Imagine Productions readies production of painful, shocking rock musical

Early on in their relationship, Brian Bishop-Wilkey and his now-wife bonded over, among other things, their shared fandom of rock musical “Hedwig and the Angry Inch.” The show, developed from themes from Plato's “Symposium” concerning the origin of humanity and the nature of love, found its way into the couple's wedding.

“We had elements of [‘Hedwig' song] ‘Origins of Love' and ‘Symposium' read at our wedding,” said Bishop-Wilkey, who will portray Hedwig in Imagine Productions' presentation of the play over the next two weekends at the Northland Performing Arts Center. “‘The Origin of Love' is important to the show, obviously, but it's important to me, too.”

The song is important to the show as a scene-setter. The lyrics borrow from Plato's story of early humans and how the gods split them in two, resulting in the universally human quest to reunite the two halves both physically and spiritually. Love is, the story suggests, a search for one's soulmate.

Intimate and raucous, delicate and bawdy, “Hedwig and the Angry Inch” is a rock musical in the form of a rock concert (or perhaps vice versa), its lead-character-as-lead singer carrying the audience on a journey through her darkest moments and glimpses of elation.

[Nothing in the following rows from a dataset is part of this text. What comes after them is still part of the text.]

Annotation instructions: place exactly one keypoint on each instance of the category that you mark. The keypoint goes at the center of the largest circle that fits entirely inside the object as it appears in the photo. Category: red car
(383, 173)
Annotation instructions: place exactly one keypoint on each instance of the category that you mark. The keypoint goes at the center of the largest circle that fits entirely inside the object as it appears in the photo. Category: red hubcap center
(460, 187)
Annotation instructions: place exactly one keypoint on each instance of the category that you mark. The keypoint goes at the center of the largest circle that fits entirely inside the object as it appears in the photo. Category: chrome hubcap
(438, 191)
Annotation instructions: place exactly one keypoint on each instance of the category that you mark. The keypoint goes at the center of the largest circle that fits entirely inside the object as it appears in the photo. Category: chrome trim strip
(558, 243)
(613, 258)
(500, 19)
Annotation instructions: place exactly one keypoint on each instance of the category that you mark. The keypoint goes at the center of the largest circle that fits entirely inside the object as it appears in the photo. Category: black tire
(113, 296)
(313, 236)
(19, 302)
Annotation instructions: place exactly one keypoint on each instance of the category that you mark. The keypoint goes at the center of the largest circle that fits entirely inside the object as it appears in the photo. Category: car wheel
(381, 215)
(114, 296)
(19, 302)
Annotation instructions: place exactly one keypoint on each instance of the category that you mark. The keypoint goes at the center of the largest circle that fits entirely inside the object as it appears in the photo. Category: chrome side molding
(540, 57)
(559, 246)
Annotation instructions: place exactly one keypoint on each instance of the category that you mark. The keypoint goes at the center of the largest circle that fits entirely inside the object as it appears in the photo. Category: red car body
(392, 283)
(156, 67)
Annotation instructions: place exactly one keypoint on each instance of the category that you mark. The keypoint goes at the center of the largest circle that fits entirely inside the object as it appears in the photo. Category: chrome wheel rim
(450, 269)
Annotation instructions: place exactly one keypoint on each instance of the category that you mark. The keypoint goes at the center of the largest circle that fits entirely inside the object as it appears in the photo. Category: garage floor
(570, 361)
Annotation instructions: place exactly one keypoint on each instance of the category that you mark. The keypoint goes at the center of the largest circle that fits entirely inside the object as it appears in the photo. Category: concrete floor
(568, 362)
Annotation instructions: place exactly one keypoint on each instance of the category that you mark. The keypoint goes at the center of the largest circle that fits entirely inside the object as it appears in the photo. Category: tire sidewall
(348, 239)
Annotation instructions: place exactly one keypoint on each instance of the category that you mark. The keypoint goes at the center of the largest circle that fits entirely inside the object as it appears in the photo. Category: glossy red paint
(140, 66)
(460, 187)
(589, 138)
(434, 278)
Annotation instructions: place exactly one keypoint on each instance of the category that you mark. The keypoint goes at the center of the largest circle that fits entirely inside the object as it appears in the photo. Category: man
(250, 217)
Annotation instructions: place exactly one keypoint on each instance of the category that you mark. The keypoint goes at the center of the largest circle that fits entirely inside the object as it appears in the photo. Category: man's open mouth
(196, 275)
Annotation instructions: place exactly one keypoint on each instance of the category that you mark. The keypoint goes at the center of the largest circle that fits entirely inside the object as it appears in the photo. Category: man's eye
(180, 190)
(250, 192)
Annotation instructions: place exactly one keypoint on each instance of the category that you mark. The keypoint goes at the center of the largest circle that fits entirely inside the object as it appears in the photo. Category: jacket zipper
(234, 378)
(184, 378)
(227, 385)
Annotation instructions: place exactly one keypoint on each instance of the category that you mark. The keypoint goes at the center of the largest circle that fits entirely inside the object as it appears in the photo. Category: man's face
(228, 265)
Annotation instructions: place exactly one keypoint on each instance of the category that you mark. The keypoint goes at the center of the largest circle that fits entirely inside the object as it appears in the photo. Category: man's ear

“Hedwig has been dealt some incredibly low blows in her life, and I think when [the show originally] came out just the level of tragedy that [writer and original Hedwig] John Cameron Mitchell was singing about was just shocking,” Bishop-Wilkey said. “As the show has entered the public sphere a little bit more, maybe the plotlines are slightly less shocking due to people just knowing about the show, but the meaning underneath and the pain that's experienced is still sometimes shocking.”

“It does still need to have that slap-in-the-face factor,” said Josh Kaplonski, who directs for Imagine Productions. This can be a challenge, considering the likelihood that audiences are not only more familiar with the show's touchpoints, but with the show itself, which debuted Off Broadway in 1998.

There might also be a broader awareness of Hedwig's genderqueer identification in the nearly 20 years since Hedwig was first performed. While the angry inch is a reference to a botched gender reassignment procedure, Mitchell has said that the character is not intended specifically as a gay or trans voice, but instead representing the “other.” Kaplonski said that broader understanding of the character who drives the show and does the lion's share of the speaking from stage necessarily informs the company's work.

“‘Hedwig' is a lot about pride [in] outsider status, about people talking about you and whether or not you should care about that,” Bishop-Wilkey said. “So there's a sense of being accepting of … people who feel outside of the mainstream in any way, really.”

In the end, Kaplonski said, “Hedwig” is “just a love story, and she's looking for love just like all of us are.”

“Hedwig is searching for most of her life for that other half, searching for completion, despite all the otherness that's given to her,” Bishop-Wilkey said. “That's a pretty universal truth, to search for completion where you might find it.”

Leanna Buker rounds out the formal cast as Yitzhak, Hedwig's assistant, bandmate and husband. While the play clearly takes a fluid approach to gender identity and norms, Buker said playing a man has meant exploring some of her mannerisms onstage, some of the adaptability in Yitzhak's personality and just “becoming comfortably crass.”

A rock stage vet as a member of Dave Buker & the Historians, Leanna Buker said “the vibe of the show is very much something I live through on a regular basis.” (Indeed, the Historians will be playing Hedwig's band, The Angry Inch, in this production.)

“It's an intimate story, but twisted in a way,” Leanna Buker said. “It's a cool feeling to put these two characters together in this really great story.”